守在沈炼官署门口的两名亲卫拦住了陈野的去路,然后其中一名亲卫开口道。
“指挥使大人正在处理要务,吩咐过不见任何人。”
陈野停下脚步,没有过多的争辩,只是淡淡道:“我在这里等。”
然后就退到一旁,找了个不碍事的廊柱靠着。
他这个举动让两名亲卫愣了一下。
他们预想过陈野可能会仗着身份质问,却没想到他会这么平静地选择等待。
随后二人对视了一眼,也没再多话。
就这样,陈野靠在柱子上,双手抱胸,静静等待着。
整个玄镜司的人都知道,李成风是在自己看守之后,又经了姐姐陈婉儿的手,然后才死的。
自己和姐姐陈婉儿现在就是最大的嫌疑人。
这种时候,任何急躁的行为都会被解读为心虚。
所以他只能等。
用这种方式向沈炼,向整个玄镜司表明自己的态度。
那就是我问心无愧,我不怕查。
就这样时间一点点过去,院子里的气氛越来越压抑。
偶尔有校尉和兵卒路过,看到靠在柱子旁的陈野都远远地绕开了。
陈野对这些毫不在意,平心静气的等待着。
大概过了一个多时辰,官署的门吱呀一声开了。
走出来的不是沈炼,而是他的心腹幕僚,一位姓钱的师爷。
钱师爷看到陈野后脸上堆起客气的笑容,快步走了过来。
“哎呀陈校尉,您怎么站在这儿?快请回吧。”
陈野抬头看向他,开口问道:“指挥使大人忙完了?”
“还没,还没。”钱师爷连连摆手,“指挥使大人还在跟刑部以及大理寺的几位大人商讨李尚书的案子,一时半会儿怕是结束不了。”
他顿了顿,然后又凑近了些,压低声音道:“陈校尉,您是聪明人,现在这个当口风声紧得很。”

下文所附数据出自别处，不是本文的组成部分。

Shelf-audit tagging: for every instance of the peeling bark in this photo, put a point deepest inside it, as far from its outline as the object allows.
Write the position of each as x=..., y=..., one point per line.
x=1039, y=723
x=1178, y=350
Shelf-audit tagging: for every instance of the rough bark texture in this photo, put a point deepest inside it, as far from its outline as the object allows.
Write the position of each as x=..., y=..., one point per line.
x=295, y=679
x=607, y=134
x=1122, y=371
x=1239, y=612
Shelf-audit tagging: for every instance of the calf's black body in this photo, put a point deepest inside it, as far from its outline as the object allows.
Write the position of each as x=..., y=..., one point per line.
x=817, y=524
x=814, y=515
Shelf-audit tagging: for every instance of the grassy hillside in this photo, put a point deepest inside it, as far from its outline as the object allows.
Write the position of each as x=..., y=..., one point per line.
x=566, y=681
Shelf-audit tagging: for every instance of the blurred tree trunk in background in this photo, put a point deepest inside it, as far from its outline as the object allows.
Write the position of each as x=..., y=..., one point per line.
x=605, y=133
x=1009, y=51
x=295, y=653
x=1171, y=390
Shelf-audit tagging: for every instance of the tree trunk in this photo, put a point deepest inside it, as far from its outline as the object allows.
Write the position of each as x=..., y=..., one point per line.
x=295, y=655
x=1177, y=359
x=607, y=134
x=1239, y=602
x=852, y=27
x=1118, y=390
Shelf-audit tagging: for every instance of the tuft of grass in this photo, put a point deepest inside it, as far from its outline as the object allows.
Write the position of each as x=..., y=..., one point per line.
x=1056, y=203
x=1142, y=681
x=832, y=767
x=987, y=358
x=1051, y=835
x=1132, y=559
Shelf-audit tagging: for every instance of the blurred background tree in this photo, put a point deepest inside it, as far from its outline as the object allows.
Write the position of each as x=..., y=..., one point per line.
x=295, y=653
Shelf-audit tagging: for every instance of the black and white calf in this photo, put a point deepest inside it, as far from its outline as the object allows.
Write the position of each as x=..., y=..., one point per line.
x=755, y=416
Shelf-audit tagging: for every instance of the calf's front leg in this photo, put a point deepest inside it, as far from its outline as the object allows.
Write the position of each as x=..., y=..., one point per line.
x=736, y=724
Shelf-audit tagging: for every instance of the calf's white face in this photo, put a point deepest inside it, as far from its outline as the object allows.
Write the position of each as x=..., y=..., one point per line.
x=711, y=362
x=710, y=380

“指挥使大人的意思是让您先回府休息几天,避避风头,等事情有了眉目再传您回来当值。”
陈野立即秒懂了沈炼的意思。
这不是让他休息,而是让他停职。
沈炼在用这种方式把他和这件事暂时切割开。
一方面是保护,免得他被卷进更深的漩涡,另一方面也是一种观察。
“我明白了。”陈野点了点头,“有劳钱师爷转告,我这就回去。”
他的反应依旧平静,没有半点不满或者慌乱。
这让钱师爷准备好的一肚子说辞全都憋了回去,心中不由暗道一声人物。
毕竟寻常年轻人遇到这种事不慌神就不错了,这位陈校尉居然还能如此镇定,当真不可小觑。
“好,话我一定带到。”钱师爷拱了拱手。
“告辞。”
陈野转身朝着玄镜司大门走去。
他的背影挺直,步伐沉稳,没有一丝一毫的颓丧。
院子里那些偷偷观察他的人看到这一幕,眼神里的幸灾乐祸都收敛了不少。
就这样陈野一路走出玄镜司,翻身上了踏雪乌骓,没有立刻驱马离开,而是回头看了一眼玄镜司那块黑底金字的牌匾。
牌匾上的玄镜二字在阴沉的天色下显得格外森冷。
陈野知道,从李成风死的那一刻起自己就被卷入了一场巨大的风暴,不过他并不畏惧,反而很是坦然。
正准备调转马头离开,一个声音从旁边传来。
“呦,这不是陈校尉吗。”
陈野转头看去,只见武阳王府的小王爷赵恒正带着几个狗腿子一脸玩味地看着他。
“怎么陈校尉这会儿就出衙了?莫不是犯了什么事被赶出来了?”
秋猎时被陈野忽悠让他丢了老大的人,因此这个赵恒一直记恨在心。
现在看到陈野倒霉,他自然十分开心。
陈野瞥了他一眼,“赵小王爷,我看你的肾是越来越虚了,以至于眼神都如此的不济,没看到我是奉命回家休息么。”
“你!”被陈野当众揭短,赵恒的脸瞬间涨成了猪肝色。
“陈野,你别得意!”赵恒指着他鼻子骂道,“我可听说了,李尚书死在你们玄镜司大牢里,最后一个见他的人就是你姐姐!”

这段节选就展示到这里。